Trésorier Général du Royaume

Le Maroc a réalisé deux excédents budgétaires, de 0,6% du PIB en 2007 et de 0,4% du PIB[1] en 2008, malgré les charges élevées de la compensation de l’ordre de 31,5 MMDH en 2008 et en l’absence de recettes de privatisation.

En 2009, le budget de l’Etat a dégagé un déficit de 2,2% du PIB et a renoué avec la hausse de l’endettement intérieur.

La crise internationale, qui a impacté l’économie marocaine par le canal des échanges extérieurs, des transferts des marocains résidents à l’étranger (M.R.E) et des investissements directs étrangers a eu pour conséquences, l’assèchement des liquidités au niveau du secteur bancaire, l’explosion des charges de la compensation et l’amenuisement des marges de manœuvre de l’Etat[2].

En effet, le contexte d’exécution de la loi de finances 2010 et les projections des futures lois de finances nécessitent une réflexion sur la soutenabilité des finances publiques au Maroc face, entre autres, à une persistance de la crise.

Ailleurs, des décisions sont déjà prises par certains pays de l’Union Européenne (France, Espagne, Grande Bretagne, Allemagne, etc…) en matière de rigueur budgétaire et d’assainissement des finances publiques, afin de réduire les déficits et le niveau d’endettement.

L’histoire des finances publiques nous enseigne qu’il n’y a que huit actions pour s’en sortir : « baisser les dépenses, augmenter les recettes, baisser les taux d’intérêt, faire de l’inflation, rééchelonner sa dette, demander une aide extérieure, décréter un moratoire, faire de la croissance … » [3]


Aussi et afin d’apporter quelques éléments de réflexion sur la problématique de la soutenabilité des finances publiques, la présente intervention s’articulera autour des 3 axes suivants :

I.La rétrospective de l’évolution des soldes budgétaires depuis 1980 avec un focus sur la dernière décennie;

II.La contribution des recettes et des dépenses à la maitrise du déficit budgétaire;

III.    Les principaux enseignements à tirer et les pistes de réflexion sur la réforme des finances publiques.

I. Rétrospective de l’évolution des soldes budgétaires

Le graphique ci-après retrace l’évolution des soldes budgétaires enregistrés durant la période allant de 1980 à 2009.

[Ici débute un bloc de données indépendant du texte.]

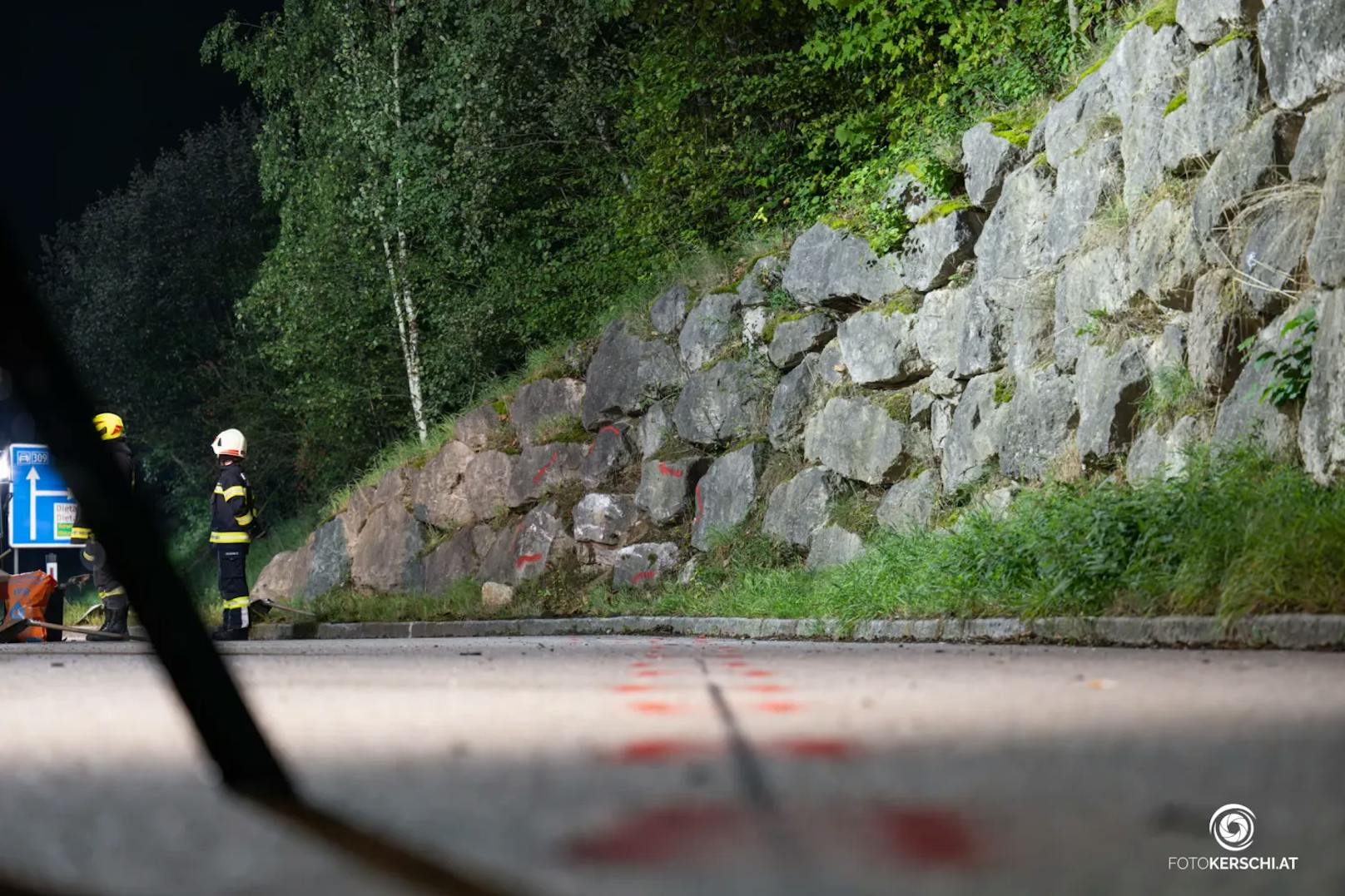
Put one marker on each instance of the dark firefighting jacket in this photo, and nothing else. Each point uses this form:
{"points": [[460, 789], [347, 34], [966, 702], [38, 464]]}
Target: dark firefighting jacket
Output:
{"points": [[233, 518], [80, 533]]}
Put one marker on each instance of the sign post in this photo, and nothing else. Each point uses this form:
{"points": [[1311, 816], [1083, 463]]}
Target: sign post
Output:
{"points": [[42, 510]]}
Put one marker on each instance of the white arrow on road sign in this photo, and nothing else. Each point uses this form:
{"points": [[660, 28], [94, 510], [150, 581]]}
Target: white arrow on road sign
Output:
{"points": [[34, 493]]}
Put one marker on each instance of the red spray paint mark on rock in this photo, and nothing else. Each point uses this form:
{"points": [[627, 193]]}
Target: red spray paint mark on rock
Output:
{"points": [[661, 834], [928, 836], [545, 467]]}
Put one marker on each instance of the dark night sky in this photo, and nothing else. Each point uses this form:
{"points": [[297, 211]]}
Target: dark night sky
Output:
{"points": [[89, 91], [92, 89]]}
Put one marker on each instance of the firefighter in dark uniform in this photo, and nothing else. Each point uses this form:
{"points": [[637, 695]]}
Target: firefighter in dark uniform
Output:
{"points": [[233, 522], [111, 591]]}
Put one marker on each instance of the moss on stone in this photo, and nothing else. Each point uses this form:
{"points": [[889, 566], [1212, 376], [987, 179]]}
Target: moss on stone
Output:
{"points": [[1174, 104]]}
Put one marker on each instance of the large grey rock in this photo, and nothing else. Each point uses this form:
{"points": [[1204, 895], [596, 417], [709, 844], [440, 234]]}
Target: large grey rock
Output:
{"points": [[604, 518], [626, 374], [1218, 322], [543, 468], [284, 577], [794, 401], [938, 327], [1144, 73], [436, 499], [668, 309], [1321, 432], [644, 565], [974, 435], [792, 339], [1013, 241], [1243, 418], [1320, 140], [1164, 256], [980, 334], [1039, 425], [606, 455], [666, 486], [486, 484], [725, 494], [330, 558], [986, 159], [1303, 46], [476, 427], [711, 327], [1327, 255], [1208, 21], [522, 551], [910, 503], [386, 557], [1068, 122], [543, 398], [838, 270], [1161, 453], [834, 547], [1091, 281], [801, 506], [1253, 159], [858, 440], [1084, 181], [879, 348], [451, 562], [1109, 392], [1270, 245], [654, 427], [722, 403], [1223, 96], [934, 249]]}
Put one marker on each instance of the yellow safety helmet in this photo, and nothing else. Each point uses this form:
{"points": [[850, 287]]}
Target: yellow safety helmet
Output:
{"points": [[109, 427]]}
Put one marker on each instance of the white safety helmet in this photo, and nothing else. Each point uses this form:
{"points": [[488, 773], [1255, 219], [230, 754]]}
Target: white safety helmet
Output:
{"points": [[231, 443]]}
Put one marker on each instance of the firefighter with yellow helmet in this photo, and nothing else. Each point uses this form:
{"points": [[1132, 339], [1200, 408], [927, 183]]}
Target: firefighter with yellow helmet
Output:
{"points": [[233, 522], [111, 591]]}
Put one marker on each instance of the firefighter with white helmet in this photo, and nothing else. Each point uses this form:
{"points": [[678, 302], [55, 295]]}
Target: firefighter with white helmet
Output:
{"points": [[233, 523], [111, 591]]}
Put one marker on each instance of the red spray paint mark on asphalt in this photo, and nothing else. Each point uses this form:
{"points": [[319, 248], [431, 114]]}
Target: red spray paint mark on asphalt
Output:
{"points": [[661, 834], [928, 836], [545, 467], [658, 751], [816, 748]]}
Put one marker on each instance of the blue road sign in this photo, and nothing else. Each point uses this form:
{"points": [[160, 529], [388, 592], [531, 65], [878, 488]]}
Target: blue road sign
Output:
{"points": [[42, 510]]}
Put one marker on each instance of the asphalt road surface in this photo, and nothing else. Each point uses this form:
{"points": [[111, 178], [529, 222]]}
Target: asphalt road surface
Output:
{"points": [[624, 765]]}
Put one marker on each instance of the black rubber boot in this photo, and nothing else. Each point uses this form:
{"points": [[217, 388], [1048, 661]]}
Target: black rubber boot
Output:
{"points": [[113, 623], [231, 626]]}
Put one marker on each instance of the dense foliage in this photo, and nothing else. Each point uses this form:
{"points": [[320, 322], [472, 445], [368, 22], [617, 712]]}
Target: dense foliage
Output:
{"points": [[462, 181]]}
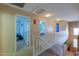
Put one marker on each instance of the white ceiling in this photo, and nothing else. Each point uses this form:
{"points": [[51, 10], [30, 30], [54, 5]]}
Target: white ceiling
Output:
{"points": [[68, 12]]}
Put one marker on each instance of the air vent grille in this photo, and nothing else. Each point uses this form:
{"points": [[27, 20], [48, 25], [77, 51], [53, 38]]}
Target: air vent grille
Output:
{"points": [[39, 11], [19, 4]]}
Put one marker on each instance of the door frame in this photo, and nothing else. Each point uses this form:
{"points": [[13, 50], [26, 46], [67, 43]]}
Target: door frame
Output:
{"points": [[15, 31]]}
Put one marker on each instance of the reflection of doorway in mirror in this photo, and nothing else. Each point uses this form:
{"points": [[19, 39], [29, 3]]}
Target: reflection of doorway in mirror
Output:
{"points": [[22, 32]]}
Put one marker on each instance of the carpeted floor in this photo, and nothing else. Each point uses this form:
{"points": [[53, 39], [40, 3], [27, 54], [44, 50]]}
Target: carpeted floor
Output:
{"points": [[48, 52]]}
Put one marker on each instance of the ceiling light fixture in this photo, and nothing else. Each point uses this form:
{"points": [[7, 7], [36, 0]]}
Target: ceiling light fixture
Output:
{"points": [[58, 19]]}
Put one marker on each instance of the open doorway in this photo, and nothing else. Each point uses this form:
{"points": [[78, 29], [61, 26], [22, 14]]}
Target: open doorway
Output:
{"points": [[42, 28], [22, 31]]}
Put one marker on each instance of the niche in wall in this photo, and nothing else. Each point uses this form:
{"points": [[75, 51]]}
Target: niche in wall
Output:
{"points": [[22, 32], [57, 27], [42, 27]]}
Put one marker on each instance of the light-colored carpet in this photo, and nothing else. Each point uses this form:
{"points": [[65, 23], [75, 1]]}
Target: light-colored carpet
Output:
{"points": [[48, 52]]}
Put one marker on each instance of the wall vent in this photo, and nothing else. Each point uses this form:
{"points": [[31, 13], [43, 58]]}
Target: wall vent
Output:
{"points": [[19, 4]]}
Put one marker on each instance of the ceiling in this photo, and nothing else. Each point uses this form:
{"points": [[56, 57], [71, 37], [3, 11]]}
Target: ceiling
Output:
{"points": [[65, 11]]}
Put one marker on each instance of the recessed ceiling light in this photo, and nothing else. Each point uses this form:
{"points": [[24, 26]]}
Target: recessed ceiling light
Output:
{"points": [[47, 15]]}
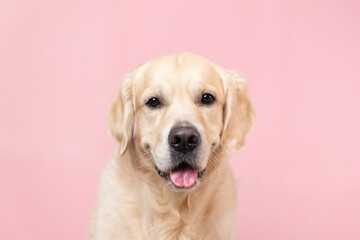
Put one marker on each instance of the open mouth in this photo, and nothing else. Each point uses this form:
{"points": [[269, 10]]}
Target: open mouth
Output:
{"points": [[183, 176]]}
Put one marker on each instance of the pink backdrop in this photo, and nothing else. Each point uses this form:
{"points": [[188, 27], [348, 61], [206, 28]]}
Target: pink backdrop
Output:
{"points": [[61, 63]]}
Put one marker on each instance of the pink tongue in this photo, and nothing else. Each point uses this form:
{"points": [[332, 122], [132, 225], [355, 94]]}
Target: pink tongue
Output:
{"points": [[184, 178]]}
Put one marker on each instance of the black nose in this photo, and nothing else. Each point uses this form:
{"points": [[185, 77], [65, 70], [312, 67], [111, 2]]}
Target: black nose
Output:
{"points": [[184, 139]]}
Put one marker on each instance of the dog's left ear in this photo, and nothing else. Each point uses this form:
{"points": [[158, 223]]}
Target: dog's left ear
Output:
{"points": [[238, 113]]}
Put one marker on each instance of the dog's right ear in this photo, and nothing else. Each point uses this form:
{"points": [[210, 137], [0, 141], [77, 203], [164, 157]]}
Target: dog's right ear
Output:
{"points": [[121, 117]]}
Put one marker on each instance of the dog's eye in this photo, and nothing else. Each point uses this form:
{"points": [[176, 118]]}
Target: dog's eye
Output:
{"points": [[207, 99], [153, 102]]}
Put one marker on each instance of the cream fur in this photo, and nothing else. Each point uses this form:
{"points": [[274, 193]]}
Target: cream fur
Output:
{"points": [[134, 201]]}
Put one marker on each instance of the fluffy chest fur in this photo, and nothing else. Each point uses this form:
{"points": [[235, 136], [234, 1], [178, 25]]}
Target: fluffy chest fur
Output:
{"points": [[140, 207]]}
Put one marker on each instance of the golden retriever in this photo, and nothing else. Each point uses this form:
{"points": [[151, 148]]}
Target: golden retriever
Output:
{"points": [[169, 177]]}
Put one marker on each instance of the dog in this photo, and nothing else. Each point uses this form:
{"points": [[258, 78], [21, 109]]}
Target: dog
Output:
{"points": [[169, 178]]}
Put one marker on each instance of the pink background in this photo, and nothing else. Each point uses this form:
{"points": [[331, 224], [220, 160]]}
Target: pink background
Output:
{"points": [[61, 63]]}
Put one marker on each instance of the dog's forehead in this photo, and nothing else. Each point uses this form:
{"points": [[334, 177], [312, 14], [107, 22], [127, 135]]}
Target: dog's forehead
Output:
{"points": [[180, 70]]}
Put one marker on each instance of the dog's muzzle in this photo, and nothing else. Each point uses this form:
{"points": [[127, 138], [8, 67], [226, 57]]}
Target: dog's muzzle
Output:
{"points": [[184, 142]]}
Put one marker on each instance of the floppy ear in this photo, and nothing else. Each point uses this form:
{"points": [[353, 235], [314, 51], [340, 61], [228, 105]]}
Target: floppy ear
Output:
{"points": [[238, 111], [121, 117]]}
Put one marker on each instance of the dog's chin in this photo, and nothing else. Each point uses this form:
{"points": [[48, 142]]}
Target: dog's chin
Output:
{"points": [[182, 177]]}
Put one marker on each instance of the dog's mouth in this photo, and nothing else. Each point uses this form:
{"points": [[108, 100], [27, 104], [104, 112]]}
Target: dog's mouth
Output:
{"points": [[183, 176]]}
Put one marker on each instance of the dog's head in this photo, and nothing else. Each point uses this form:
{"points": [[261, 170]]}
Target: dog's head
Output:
{"points": [[175, 111]]}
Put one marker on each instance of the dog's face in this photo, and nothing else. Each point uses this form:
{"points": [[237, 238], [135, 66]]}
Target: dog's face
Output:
{"points": [[176, 110]]}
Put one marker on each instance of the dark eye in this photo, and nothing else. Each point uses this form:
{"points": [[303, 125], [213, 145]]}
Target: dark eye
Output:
{"points": [[153, 102], [207, 99]]}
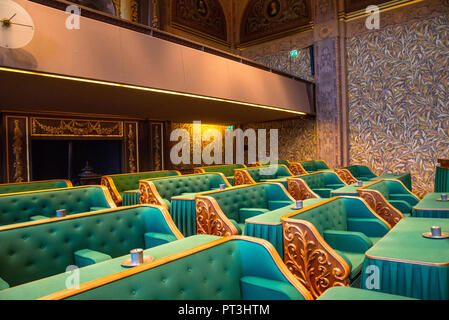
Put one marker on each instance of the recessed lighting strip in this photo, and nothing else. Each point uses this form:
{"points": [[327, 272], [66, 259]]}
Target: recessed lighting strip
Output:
{"points": [[114, 84]]}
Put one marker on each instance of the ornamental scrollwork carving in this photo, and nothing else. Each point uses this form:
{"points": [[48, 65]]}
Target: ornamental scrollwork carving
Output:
{"points": [[381, 206], [78, 127], [296, 168], [345, 175], [242, 177], [148, 194], [209, 221], [299, 190], [310, 260], [107, 183]]}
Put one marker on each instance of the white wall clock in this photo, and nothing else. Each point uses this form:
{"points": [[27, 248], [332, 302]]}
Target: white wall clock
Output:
{"points": [[16, 25]]}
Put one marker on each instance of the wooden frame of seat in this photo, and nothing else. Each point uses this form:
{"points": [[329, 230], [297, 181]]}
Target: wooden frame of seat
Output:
{"points": [[241, 176], [110, 185], [210, 219], [107, 195], [300, 190], [345, 175], [379, 204], [201, 169], [147, 266], [308, 256], [150, 195]]}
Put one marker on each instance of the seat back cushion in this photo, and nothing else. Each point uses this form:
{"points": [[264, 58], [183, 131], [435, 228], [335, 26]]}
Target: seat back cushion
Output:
{"points": [[232, 200], [126, 182], [21, 207], [39, 251]]}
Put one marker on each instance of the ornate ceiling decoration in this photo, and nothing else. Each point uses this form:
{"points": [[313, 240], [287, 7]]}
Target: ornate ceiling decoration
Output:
{"points": [[264, 18], [205, 16]]}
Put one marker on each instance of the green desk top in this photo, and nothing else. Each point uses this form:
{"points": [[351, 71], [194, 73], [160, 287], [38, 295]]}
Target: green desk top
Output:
{"points": [[348, 190], [429, 202], [391, 176], [38, 289], [405, 243], [274, 217]]}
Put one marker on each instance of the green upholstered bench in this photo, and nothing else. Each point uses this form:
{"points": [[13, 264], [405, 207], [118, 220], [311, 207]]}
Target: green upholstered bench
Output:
{"points": [[389, 198], [177, 194], [223, 212], [314, 165], [229, 268], [294, 166], [37, 205], [270, 173], [331, 236], [124, 188], [313, 185], [226, 169], [40, 249], [348, 293], [34, 186]]}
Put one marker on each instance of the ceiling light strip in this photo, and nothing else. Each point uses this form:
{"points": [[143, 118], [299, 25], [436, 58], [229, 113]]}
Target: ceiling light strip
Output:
{"points": [[114, 84]]}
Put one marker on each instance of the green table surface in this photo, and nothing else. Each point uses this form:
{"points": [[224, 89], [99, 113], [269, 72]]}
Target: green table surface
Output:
{"points": [[349, 190], [46, 286], [405, 243]]}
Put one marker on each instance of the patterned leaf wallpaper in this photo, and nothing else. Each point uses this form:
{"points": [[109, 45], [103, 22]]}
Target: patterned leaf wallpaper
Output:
{"points": [[297, 137], [398, 83]]}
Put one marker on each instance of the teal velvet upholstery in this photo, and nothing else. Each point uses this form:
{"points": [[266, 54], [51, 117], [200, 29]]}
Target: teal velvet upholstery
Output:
{"points": [[348, 293], [323, 183], [348, 226], [227, 170], [361, 173], [313, 166], [17, 208], [34, 186], [276, 172], [244, 202], [32, 252], [197, 183], [396, 194], [236, 269]]}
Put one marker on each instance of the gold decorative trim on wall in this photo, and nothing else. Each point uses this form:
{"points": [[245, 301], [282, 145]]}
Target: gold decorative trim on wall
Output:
{"points": [[59, 127], [131, 147], [17, 156]]}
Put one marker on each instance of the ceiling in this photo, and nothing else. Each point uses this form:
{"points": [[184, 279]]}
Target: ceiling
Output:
{"points": [[34, 93]]}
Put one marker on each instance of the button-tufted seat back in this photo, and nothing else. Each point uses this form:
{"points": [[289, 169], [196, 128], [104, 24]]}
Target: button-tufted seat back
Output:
{"points": [[266, 173], [126, 182], [33, 252], [171, 187], [316, 165], [34, 186], [361, 172], [16, 208], [233, 269], [252, 196], [227, 170]]}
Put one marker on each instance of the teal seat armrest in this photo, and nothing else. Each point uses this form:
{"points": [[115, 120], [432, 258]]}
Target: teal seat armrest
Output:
{"points": [[98, 208], [277, 204], [3, 284], [401, 205], [369, 227], [347, 240], [246, 213], [238, 226], [36, 218], [154, 239], [87, 257], [411, 199], [256, 288]]}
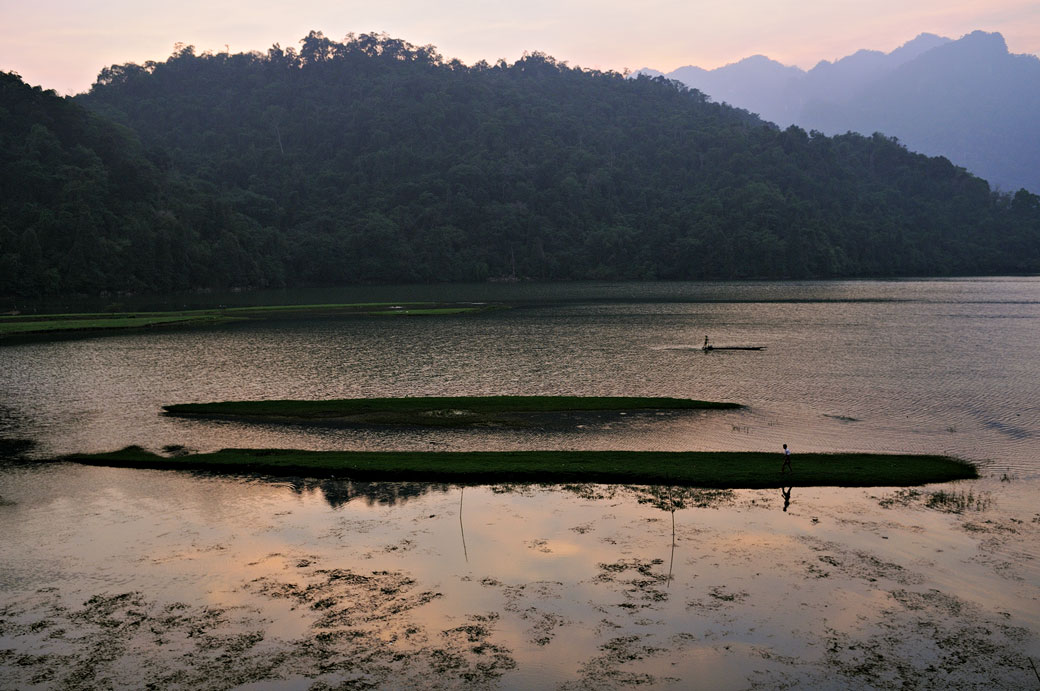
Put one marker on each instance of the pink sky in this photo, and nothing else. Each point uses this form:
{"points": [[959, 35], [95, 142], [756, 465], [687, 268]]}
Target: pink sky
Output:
{"points": [[63, 44]]}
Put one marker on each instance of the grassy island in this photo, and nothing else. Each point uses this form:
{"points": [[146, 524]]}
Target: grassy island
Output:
{"points": [[436, 411], [89, 323], [712, 469]]}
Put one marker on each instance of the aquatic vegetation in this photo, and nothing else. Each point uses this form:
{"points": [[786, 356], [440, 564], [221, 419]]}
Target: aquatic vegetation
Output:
{"points": [[704, 469], [437, 411]]}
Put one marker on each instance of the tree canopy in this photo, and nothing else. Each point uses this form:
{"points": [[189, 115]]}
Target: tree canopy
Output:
{"points": [[375, 160]]}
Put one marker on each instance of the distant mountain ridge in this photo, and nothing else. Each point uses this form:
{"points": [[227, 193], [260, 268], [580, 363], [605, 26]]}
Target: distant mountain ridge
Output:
{"points": [[969, 100]]}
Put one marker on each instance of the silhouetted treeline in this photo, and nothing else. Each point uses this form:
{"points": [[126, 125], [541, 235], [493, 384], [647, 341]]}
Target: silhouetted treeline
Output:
{"points": [[372, 159]]}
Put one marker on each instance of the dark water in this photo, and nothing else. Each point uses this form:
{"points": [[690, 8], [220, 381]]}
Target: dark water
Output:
{"points": [[941, 366], [114, 578]]}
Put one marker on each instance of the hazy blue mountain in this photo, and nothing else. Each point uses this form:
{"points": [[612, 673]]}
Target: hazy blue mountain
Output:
{"points": [[968, 100]]}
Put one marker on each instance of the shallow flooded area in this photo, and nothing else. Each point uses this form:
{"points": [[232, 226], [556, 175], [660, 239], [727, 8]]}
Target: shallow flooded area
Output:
{"points": [[112, 578], [130, 579]]}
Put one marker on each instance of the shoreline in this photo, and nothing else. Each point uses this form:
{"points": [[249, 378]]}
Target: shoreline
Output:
{"points": [[438, 411], [708, 469]]}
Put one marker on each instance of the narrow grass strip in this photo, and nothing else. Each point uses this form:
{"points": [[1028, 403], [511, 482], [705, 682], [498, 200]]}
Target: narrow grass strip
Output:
{"points": [[100, 322], [715, 469], [434, 411]]}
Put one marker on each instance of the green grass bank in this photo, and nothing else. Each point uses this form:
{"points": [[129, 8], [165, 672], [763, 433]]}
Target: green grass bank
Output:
{"points": [[710, 469], [86, 323], [436, 411]]}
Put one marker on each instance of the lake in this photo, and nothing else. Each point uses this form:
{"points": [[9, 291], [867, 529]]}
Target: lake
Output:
{"points": [[115, 577]]}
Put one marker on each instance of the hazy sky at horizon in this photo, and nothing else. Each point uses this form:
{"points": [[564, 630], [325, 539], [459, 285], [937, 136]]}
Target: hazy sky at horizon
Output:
{"points": [[63, 44]]}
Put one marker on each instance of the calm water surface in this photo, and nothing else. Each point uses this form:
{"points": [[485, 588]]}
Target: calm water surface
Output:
{"points": [[121, 576]]}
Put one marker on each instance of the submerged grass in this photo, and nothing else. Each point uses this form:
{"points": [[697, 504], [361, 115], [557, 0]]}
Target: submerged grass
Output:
{"points": [[20, 325], [434, 411], [715, 469]]}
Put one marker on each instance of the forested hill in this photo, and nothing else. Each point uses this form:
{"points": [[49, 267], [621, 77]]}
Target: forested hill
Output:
{"points": [[84, 210], [375, 160]]}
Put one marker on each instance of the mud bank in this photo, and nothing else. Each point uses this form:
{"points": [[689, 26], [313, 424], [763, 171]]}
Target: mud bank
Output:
{"points": [[270, 584]]}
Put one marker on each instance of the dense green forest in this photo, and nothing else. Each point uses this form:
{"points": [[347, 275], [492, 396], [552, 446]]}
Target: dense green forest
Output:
{"points": [[372, 160]]}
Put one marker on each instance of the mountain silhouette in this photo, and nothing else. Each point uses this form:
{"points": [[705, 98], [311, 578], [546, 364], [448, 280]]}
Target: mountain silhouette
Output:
{"points": [[969, 100]]}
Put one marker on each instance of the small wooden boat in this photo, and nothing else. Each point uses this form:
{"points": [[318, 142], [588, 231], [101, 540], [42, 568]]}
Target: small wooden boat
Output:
{"points": [[732, 348]]}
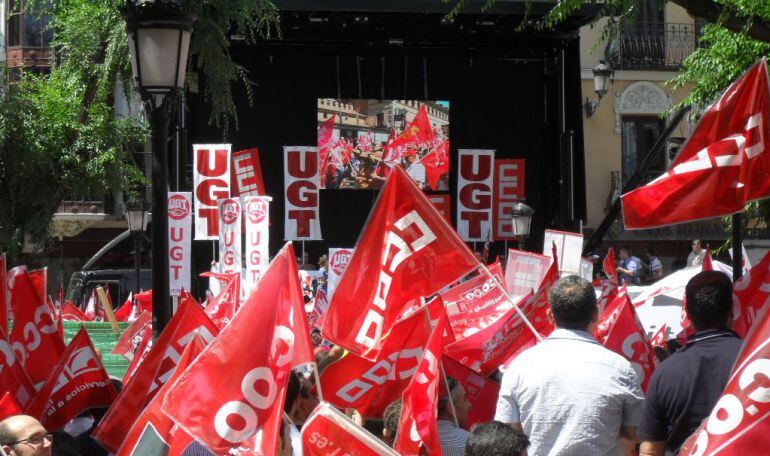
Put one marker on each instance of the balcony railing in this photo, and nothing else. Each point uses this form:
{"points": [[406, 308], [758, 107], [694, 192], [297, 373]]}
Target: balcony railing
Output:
{"points": [[652, 46]]}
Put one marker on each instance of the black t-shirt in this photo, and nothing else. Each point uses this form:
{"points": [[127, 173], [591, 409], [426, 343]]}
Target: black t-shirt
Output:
{"points": [[687, 385]]}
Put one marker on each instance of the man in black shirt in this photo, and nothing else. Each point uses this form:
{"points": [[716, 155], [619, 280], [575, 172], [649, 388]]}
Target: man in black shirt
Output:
{"points": [[687, 385]]}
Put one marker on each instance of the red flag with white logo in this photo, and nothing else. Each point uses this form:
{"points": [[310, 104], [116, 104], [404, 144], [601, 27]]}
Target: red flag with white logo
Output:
{"points": [[738, 422], [724, 165], [78, 382], [35, 336], [751, 295], [154, 432], [406, 251], [418, 424], [369, 386], [155, 369], [244, 408]]}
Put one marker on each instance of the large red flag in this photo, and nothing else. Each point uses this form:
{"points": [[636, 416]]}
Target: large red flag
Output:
{"points": [[418, 424], [406, 251], [153, 430], [78, 382], [156, 368], [369, 386], [724, 165], [751, 295], [738, 422], [256, 350], [35, 336], [12, 376]]}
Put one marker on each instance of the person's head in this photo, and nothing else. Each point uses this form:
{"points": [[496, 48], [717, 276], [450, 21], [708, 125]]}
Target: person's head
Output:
{"points": [[458, 407], [696, 248], [496, 439], [709, 297], [572, 303], [390, 419], [23, 435]]}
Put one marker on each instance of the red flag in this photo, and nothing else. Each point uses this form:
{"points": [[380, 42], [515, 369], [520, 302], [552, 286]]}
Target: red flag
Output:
{"points": [[71, 313], [406, 251], [480, 391], [35, 336], [329, 432], [369, 386], [153, 429], [256, 349], [78, 382], [12, 376], [627, 338], [155, 370], [132, 337], [418, 423], [738, 422], [9, 406], [751, 295], [724, 165]]}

Ce graphique fait ressortir qu’en 1981, le déficit budgétaire avait atteint 14% du PIB. Il a fallu plusieurs années, plus exactement de 1980 à 1993 soit treize années de réformes structurelles (réforme fiscale, réforme budgétaire, réforme du marché financier, etc …), de rationalisation des dépenses dans le cadre d’un plan d’ajustement structurel négocié avec le Fonds Monétaire International ayant nécessité tous les sacrifices de la collectivité pour assainir la situation des finances publiques et arriver en 1993, à un déficit soutenable de 2,4% du PIB.

Depuis cette date et jusqu’en 2009, le Maroc a pu confiner son déficit entre 2 et 4% du PIB, à l’exception de l’année 1995 où il a enregistré un déficit de 5,5%.

Il apparaît ainsi que les finances publiques au Maroc ont dégagé de manière structurelle des déficits budgétaires, atténués ou exacerbés par des facteurs conjoncturels, tels la sécheresse, les recettes de privatisation, l’opération de départ volontaire à la retraite, la crise financière internationale, le renchérissement des prix des matières premières, etc…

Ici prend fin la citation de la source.